1

I have something like that

table ACTION
name
resource_type
resource_id

resource_type and resource_id are used to discriminate type of resource:

resource_type can be image or video, if resource_type contains image resource_id is id of the table IMAGE; if resource_type contains video resource_id is id of the table VIDEO

here IMAGE and VIDEO tables

table IMAGE (*)
id 
imageType

table VIDEO (*)
id
videoType

(*) tables are more complicated, but for better explanation I shrank it!!!

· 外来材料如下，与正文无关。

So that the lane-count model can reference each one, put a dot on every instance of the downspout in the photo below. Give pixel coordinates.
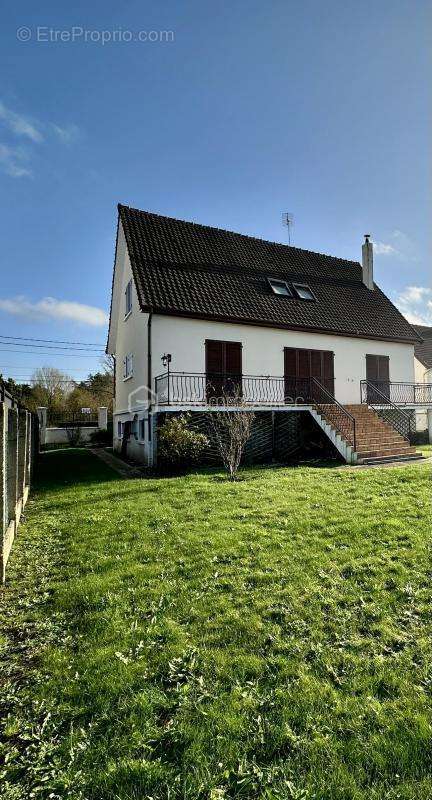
(149, 372)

I have the following class, too

class Action{
    private Resource resource;
    //getter and setter
}

interface Resource{}

class Image implements Resource{
    private Integer id;
    private String imageType;
    //getter and setter
}

class Video implements Resource{
    private Integer id;
    private String videoType;
    //getter and setter
}

i tried to understand something about discriminator attribute from this tutorial: http://viralpatel.net/blogs/hibernate-inheritence-table-per-hierarchy-mapping/ but example is little bit diffenet...-_-'

I want map IMAGE end VIDEO table in Resource object of Action class,how I can map these pojo classes with hibernate xml mapper???

4

1 回答 1

2

您不需要使用鉴别器。您可以使用“每个类的表”方法使用继承。这就是你要做的。

  1. 定义具有“id”属性的“资源”类,该属性是一个id。
  2. 定义两个子类,“Image”和“Video”,它们扩展 Resource 并添加其他属性 - 在您的示例中,“imageType”和“videoType”。
  3. 定义具有@ManyToOne 资源的类“Action”。如果您想要您在帖子中描述的“resourceType”属性,您可以拥有它,但完全没有必要让事情正常工作。
  4. 我不确定你想要什么类型的 id 生成(如果有的话)或者从 Action 到 Resource 的级联类型,所以为了简单起见,我假设这两个都没有。

使用这种方法,您将在数据库中获得 3 个表。

这是一个实现的外壳:

@Entity 
@Inheritance (strategy=InheritanceType.TABLE_PER_CLASS)
public abstract class Resource {

    @Id
    @Column(name="ID")
    private String id;

    public Resource() {}
    public Resource(String id)  { this.id = id;  }
    ... // getters and setters
}

@Entity

/* Table per Concrete Class */
@Table (name="Image") 
public class Image extends Resource {

    private String imageType;  // Other properties unique to Image

    public Image() {}
    public Image(String id) { super(id); }
    public Image(String id, ...) { super(id); .... // setters }
    ... // getters and setters
}

/* Table per Concrete Class */
@Table (name="Video") 
public class Video extends Resource {

    private String videoType;   // Other properties unique to Video
    public Video() {}
    public Video(String id) { super(id); }
    public Video(String id, ...) { super(id); .... // setters }
    ... // getters and setters
}

使用这种方法,以下单元测试显示了所需的行为:

Image image = new Image("i1", "imageType");
Video video = new Video("v1", "videoType");

Action imageAction = new Action("imageAction", image, "image");
Action videoAction = new Action("videoAction", video, "video");

manager.persist(image);
manager.persist(video);
manager.persist(imageAction);
manager.persist(videoAction);
manager.getTransaction().commit();

...


manager.getTransaction().begin();

System.out.println("********** Actions and Resources");
List<Action> result1 = manager.createQuery( "from Action" ).getResultList();
for ( Action a : result1 ) {
    System.out.println(a);
}
manager.getTransaction().commit();

为所有这些类实现 toString(),会产生以下输出:

休眠:创建表操作(NAME varchar(255)不为空,RESOURCE_TYPE varchar(255),RESOURCE_ID varchar(255),主键(NAME))休眠:创建表图像(ID varchar(255)不为空,imageProperty varchar(255) ), 主键 (ID)) Hibernate: 创建表 Video (ID varchar(255) not null, videoProperty varchar(255), 主键 (ID))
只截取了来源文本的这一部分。